After the vote, Lula said, "This is the most important election in Brazil's history, and I am very happy to vote."

  At 8:50 a.m. that day, Brazil's right-wing Liberal Party candidate and current President Bolsonaro voted at a polling station in the western district of Rio de Janeiro.

"A clean election must be respected," he told the media after the vote.

  The first round of voting in the Brazilian general election will end at 5 pm on the same day, and the counting of votes will start at 7 pm. The election results are expected to be announced that night.

  Under Brazilian law, if no candidate wins more than half of the votes in the first round of the presidential election, the two candidates with the most votes will decide the winner in the second ballot.

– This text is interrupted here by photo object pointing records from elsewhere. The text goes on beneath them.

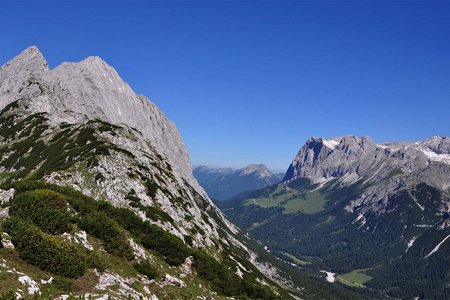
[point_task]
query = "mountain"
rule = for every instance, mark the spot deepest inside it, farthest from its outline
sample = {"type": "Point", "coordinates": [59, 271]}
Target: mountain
{"type": "Point", "coordinates": [374, 216]}
{"type": "Point", "coordinates": [98, 197]}
{"type": "Point", "coordinates": [222, 184]}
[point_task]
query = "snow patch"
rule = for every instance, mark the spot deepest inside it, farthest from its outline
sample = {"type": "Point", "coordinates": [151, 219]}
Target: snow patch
{"type": "Point", "coordinates": [410, 243]}
{"type": "Point", "coordinates": [32, 285]}
{"type": "Point", "coordinates": [437, 246]}
{"type": "Point", "coordinates": [331, 277]}
{"type": "Point", "coordinates": [445, 158]}
{"type": "Point", "coordinates": [79, 237]}
{"type": "Point", "coordinates": [330, 143]}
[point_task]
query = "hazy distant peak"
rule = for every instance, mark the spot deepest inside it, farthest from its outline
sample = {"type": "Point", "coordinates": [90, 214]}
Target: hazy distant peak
{"type": "Point", "coordinates": [30, 59]}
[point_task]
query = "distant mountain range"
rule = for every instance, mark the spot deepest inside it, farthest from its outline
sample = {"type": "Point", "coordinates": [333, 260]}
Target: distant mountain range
{"type": "Point", "coordinates": [225, 183]}
{"type": "Point", "coordinates": [375, 216]}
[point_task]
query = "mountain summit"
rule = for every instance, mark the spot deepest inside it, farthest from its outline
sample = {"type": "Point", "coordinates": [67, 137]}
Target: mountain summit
{"type": "Point", "coordinates": [96, 180]}
{"type": "Point", "coordinates": [375, 215]}
{"type": "Point", "coordinates": [90, 89]}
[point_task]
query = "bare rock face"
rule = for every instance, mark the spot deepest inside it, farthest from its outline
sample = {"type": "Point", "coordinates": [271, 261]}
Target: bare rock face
{"type": "Point", "coordinates": [383, 169]}
{"type": "Point", "coordinates": [91, 89]}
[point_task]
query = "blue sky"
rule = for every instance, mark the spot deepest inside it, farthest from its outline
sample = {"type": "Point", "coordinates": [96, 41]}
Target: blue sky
{"type": "Point", "coordinates": [249, 82]}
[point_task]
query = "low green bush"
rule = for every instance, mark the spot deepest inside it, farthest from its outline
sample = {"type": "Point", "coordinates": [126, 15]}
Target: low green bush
{"type": "Point", "coordinates": [146, 269]}
{"type": "Point", "coordinates": [171, 247]}
{"type": "Point", "coordinates": [103, 227]}
{"type": "Point", "coordinates": [45, 208]}
{"type": "Point", "coordinates": [49, 253]}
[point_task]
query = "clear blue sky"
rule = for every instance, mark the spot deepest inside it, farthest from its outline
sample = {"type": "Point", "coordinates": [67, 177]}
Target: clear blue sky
{"type": "Point", "coordinates": [249, 82]}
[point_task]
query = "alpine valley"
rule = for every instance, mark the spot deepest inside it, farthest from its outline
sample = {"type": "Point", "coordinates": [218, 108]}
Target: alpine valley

The second round of voting is scheduled for October 30.

  In addition to the election of the president, voters on the same day will vote for all 513 members of the Brazilian Federal House of Representatives, one-third of all 81 senators in the Federal Senate, the governors of the country's 26 states and the district governor of the Federal District of Brasilia and members of state legislatures.

  According to the poll results released by Brazil's authoritative polling agency Datafolha on the 1st local time, Lula and Bolsonaro are still the top two residents in the poll, with 48% and 34% of the public opinion respectively, far ahead of others. presidential candidate.

Excluding blanks, invalid votes and unresolved votes, Lula's potential effective vote rate reaches 50%, Bolsonaro's 36%.

  According to statistics from Brazil's Supreme Electoral Court (TSE), there are 156 million registered voters in Brazil's general election this year, an increase of 6.2% compared with the 2018 election, accounting for about 72.5% of Brazil's total population.